Taken on its own, Chunga’s Revenge is a perfectly harmless album. It is, however, the fine line after which one’s tolerance for shock value will be tested. Proceed accordingly. 1970 was a transitional year for Zappa, and obviously neither he nor anyone could envision the events that would follow.
A half-century later, once the industry had fallen in love with anniversary repackages and the Zappa Family Trust started issuing comprehensive expansions of various albums, more of the music from the year would be revealed. The Super Deluxe Edition of the
200 Motels soundtrack included further music from the
Chunga sessions that would end up in the film, but more interesting musically was the hour’s worth of music from Trident Studios in London that made up the first disc of
The Mothers 1970. Highlights include Frank’s original vocal on “Wonderful Wino”, a few instrumentals with just Frank and Aynsley Dunbar, and an early run through “Envelopes”. Three further discs in the set are dedicated to live performances featuring Flo & Eddie, which gradually devolve from renditions of Mothers catalog tunes on a Dutch TV show to the “routines” the group would undertake mere months later, interspersed with various field recordings of conversations Frank captured to fuel his inspiration.

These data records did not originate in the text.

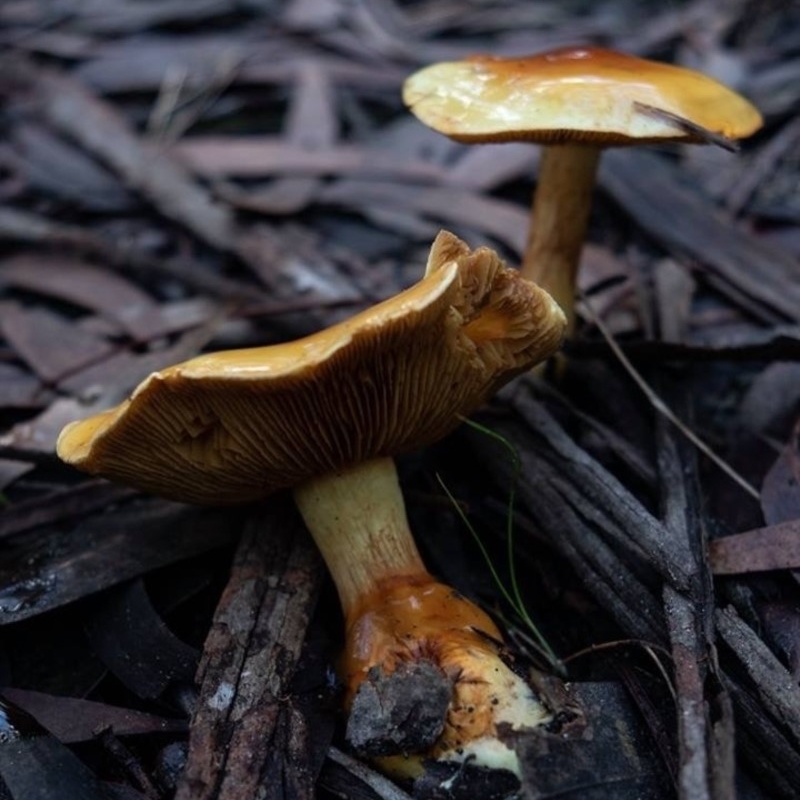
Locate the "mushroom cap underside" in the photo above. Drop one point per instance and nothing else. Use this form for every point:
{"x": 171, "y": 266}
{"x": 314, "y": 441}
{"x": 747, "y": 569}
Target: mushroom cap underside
{"x": 236, "y": 426}
{"x": 576, "y": 94}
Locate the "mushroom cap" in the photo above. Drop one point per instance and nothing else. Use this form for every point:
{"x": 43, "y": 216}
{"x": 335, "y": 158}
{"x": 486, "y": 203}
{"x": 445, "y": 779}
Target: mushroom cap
{"x": 236, "y": 426}
{"x": 576, "y": 94}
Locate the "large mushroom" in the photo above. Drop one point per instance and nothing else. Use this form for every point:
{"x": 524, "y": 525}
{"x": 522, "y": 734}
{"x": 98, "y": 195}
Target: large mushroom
{"x": 323, "y": 416}
{"x": 575, "y": 101}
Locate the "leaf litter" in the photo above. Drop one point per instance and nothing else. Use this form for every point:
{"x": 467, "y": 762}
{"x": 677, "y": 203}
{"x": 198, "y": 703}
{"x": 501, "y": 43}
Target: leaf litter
{"x": 182, "y": 176}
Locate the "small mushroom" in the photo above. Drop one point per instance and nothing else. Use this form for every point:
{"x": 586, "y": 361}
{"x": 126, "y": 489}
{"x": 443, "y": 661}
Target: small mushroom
{"x": 575, "y": 101}
{"x": 323, "y": 416}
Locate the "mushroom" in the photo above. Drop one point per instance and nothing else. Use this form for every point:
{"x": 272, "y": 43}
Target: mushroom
{"x": 575, "y": 101}
{"x": 323, "y": 416}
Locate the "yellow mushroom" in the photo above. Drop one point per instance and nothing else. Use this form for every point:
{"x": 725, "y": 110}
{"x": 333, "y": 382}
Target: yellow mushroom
{"x": 323, "y": 416}
{"x": 575, "y": 101}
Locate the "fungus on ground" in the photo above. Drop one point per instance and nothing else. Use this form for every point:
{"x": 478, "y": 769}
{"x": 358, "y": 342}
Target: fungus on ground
{"x": 323, "y": 416}
{"x": 575, "y": 101}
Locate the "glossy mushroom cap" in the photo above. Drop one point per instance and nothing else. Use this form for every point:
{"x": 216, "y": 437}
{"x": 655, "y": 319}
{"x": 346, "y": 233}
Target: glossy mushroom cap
{"x": 236, "y": 426}
{"x": 576, "y": 94}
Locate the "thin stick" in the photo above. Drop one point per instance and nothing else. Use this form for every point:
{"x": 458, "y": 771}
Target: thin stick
{"x": 662, "y": 408}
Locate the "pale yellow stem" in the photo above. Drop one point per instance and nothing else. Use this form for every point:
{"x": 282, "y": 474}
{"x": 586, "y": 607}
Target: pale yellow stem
{"x": 397, "y": 613}
{"x": 358, "y": 520}
{"x": 559, "y": 218}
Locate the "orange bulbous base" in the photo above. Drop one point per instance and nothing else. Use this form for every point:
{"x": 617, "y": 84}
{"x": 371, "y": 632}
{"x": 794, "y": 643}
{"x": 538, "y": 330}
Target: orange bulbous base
{"x": 419, "y": 619}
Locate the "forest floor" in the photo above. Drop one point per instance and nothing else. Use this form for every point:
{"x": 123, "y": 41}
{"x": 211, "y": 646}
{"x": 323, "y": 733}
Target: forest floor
{"x": 191, "y": 175}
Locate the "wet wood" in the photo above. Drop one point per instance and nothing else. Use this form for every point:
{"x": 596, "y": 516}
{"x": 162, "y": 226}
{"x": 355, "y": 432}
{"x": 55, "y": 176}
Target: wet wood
{"x": 249, "y": 737}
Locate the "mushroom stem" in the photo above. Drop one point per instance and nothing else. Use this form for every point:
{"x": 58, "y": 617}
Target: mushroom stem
{"x": 358, "y": 520}
{"x": 559, "y": 218}
{"x": 397, "y": 618}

Much of this fatuous material is presented in sub-bootleg sound quality, adding insult to injury, but does lift anytime the vocalists stick to their tambourines while Frank rips off a solo, as on the otherwise unknown “Portuguese Fenders” and an early draft of “Easy Meat”, or for any of the renditions of “King Kong”, each of which includes a detour through “Igor’s Boogie”. The band, for all the hijinks, was tight. (In fact, a few years earlier the third installment in the Estate’s occasional Road Tapes series of low-fidelity shows presented two from July 1970, one of which was the source of “The Nancy & Mary Music” on Chunga’s Revenge—turns out it was mostly from “King Kong”, which in those days had an “Igor’s Boogie” interlude.)